What to Expect the First Time You Get Solar Nails
Arm yourself with a little knowledge before you go to the salon so you don't get surprised!
The first time I got solar nails (which are sometimes incorrectly called acrylic nails), I had no idea what to expect. Because I didn't really know what was going on, I got some surprises that made it difficult for me to enjoy my nails.
If you are thinking of getting plastic nail extensions, this article will tell you some things you really should know.
While it will not explain the procedure in detail, it does explain the end product and how to make sure you get exactly what you want.
The nails should cost between $25 and $35 (in Texas, anyway). Call ahead to ask in your region.
Acrylic nails are those things your grandma used to get. They are full pieces of plastic that are glued from the root to the tip of your natural nails. They aren't as durable as solar nails, and this article is not about them.
Solar nails are what we're talking about in this article. They consist of a plastic nail extension that is glued to the tip of your own nail and a powder/liquid formula that is painted over the top to seal the entire solar nail.
Solar nails will end up being quite thick. They will be approximately 10 times thicker than your natural nails (which are still underneath them).
You determine the length of your solar nails. You will know how long the manicurist is making your nails by how far she cuts the white plastic tip extension past the tip of your finger.
If you want your nails shorter than what she has cut, speak now or forever hold your peace! Technically, they can be shortened later, but that will take a lot more grinding and filing than if you just say something when she is trimming the thin, white tips.
After your nails are done, they will be noticeably heavier than your original nails. This takes a day or so to get used to. Just ride out that annoying period.
After your nails are done, no matter how much you wash your hands with the special soap and brush in the salon, you will have residue on your fingers.
This is dried powder/liquid that got misplaced while the manicurist was painting the clearish/pinkish sealant on your nails. You can get it off with extra washing, a pumice stone, and time.
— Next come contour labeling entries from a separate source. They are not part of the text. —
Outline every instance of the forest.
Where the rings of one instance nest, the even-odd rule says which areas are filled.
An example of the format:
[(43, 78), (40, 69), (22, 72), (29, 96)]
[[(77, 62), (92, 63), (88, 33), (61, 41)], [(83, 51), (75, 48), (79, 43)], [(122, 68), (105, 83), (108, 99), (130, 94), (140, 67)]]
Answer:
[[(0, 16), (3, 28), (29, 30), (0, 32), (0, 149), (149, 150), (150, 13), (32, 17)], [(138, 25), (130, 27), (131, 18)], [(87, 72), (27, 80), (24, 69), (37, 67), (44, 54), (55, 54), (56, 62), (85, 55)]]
7. The Underside of Your Nails
When you look at the underside of your nails, you will see your own nail. Sometimes, the tip of your own nail fits nicely up against the white plastic tip. Other times, it doesn't.
If you're picky, like me, you can get some nail glue at the drug store and use it to fill in the space between your nail and the solar nail.
I think that helps keep crud from getting stuck under your nails, but that's just my opinion. I have no scientific evidence of that.
8. Care and Keeping
One of the risks of having fake nails is that dirt and germs can get caught under and around them, making your nails dirty (at best) or fungus-ridden (at worst).
I like to keep my nails clean by spritzing them with 91% rubbing alcohol and scrubbing under them with a nail brush every single time I wash my hands.
9. Growing Out
After a week, you'll start to see that your nails are growing out, and there is a line between the solar nails and your new natural nails. Apparently, you can get this line smoothed out by having the nail salon fill more acrylic over the new growth.
I don't know much about that because I've never done it, but that's what I hear. If you don't go back to the salon for maintenance, then you can care for your nails yourself by filing down your solar nails when they get too long.
Don't cut them with a clipper because that will significantly weaken the bond between the solar nail and your own, and it hurts.
Over the following two or three weeks, the solar nail will naturally start to wear off, and you'll see clear spots on the edges where it is lifting up from your natural nail.
If it bothers you, you can have the salon soak or grind off the solar nail, or you can just use nail polish to paint over it.
Nail polish seems to adhere to solar nails better than natural nails, so at least you won't have to worry about chips in the color.
10. The End of Your Solar Nails
After three weeks or so, your solar nails (if not filled) will fall off. Sometimes they come off without you noticing, and other times you might need to pry them off with the tip of a metal nail file (or another nail).
This doesn't hurt, and it doesn't damage the underlying natural nail too much. Your natural nail will be weaker than it was before the solar nails were applied, however, so be prepared to deal with about a week's worth of flaking and cracking in your natural nail.
Good luck with your nails!
This content is accurate and true to the best of the author’s knowledge and is not meant to substitute for formal and individualized advice from a qualified professional.